Percorsi

Ci sono momenti, nella vita professionale, in cui ti fermi ad osservare i tuoi gesti, e in quest’azione paradossale ne consideri il peso specifico. Ci sono momenti, nella vita professionale, in cui senti il bisogno di chiarirti le idee, di rispolverare le mappe. Ci sono momenti, che tu sei lì, cullato dalla soporifera quotidianità, e potresti dondolare all’infinito, ma decidi di percorrere uno scarto, un fossato che si è creato tra il tuo presente e il tuo futuro. Questo scarto tra più scelte possibili è un luogo accidentato, acciottolato, a tratti fangoso e vi assicuro che la direzione a volte è difficile da individuare; quando poi ti imbatti in una parete pietrosa, sdrucciolevole, ti chiedi se stai facendo la scelta giusta. Ma c’è poco da fare, ti guardi i piedi, confidi nel tuo senso dell’orientamento e metti un piede alla volta finché non approdi da qualche parte. Quel “da qualche parte” è la vita, quella vera, quella vissuta. Oggi mi trovo un po’ in questa situazione, ho messo un piede fuori dalla strada battuta e ho guardato a lungo l’orizzonte. C’è qualcosa che mi dice che se seguo una direzione arrivo in un luogo bellissimo, ma c’è in me quel che di razionale che vuole una mappa, vuole navigare sicuro. Ma di mappe non ne esistono. Metto un piede davanti all’altro e procedo piano piano.

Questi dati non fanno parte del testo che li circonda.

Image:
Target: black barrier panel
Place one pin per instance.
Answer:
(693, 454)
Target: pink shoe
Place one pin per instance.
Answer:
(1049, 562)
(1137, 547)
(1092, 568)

Per chi si stia chiedendo dove diavolo andrò a parare, chiedo ancora un po’ di pazienza. Ho qualcosa in mente di bellissimo, ma è sfuggevole e fragile, come una farfalla, e per non guastarla la assecondo, passivamente, proteggendola. Quello che qua voglio dire è che in me si è riaccesa una fiammella che da qualche anno s’era sopita, soverchiata dal buonsenso, o presunto tale. E’ nata in me una consapevolezza nuova, o per meglio dire ritrovata, e mi sento di dire che interessantissime cose verranno. Il pensiero ha bisogno di spazi aperti e le idee importanti necessitano di libertà, per tanto apro le finestre del mondo e vediamo che succede.

Alle persone cortesi e gentili che mi hanno letto e a quelle che mi leggeranno dico un grazie preventivo, nell’attesa di sottoporvi qualche pensiero che son sicuro molti di voi troveranno stimolante.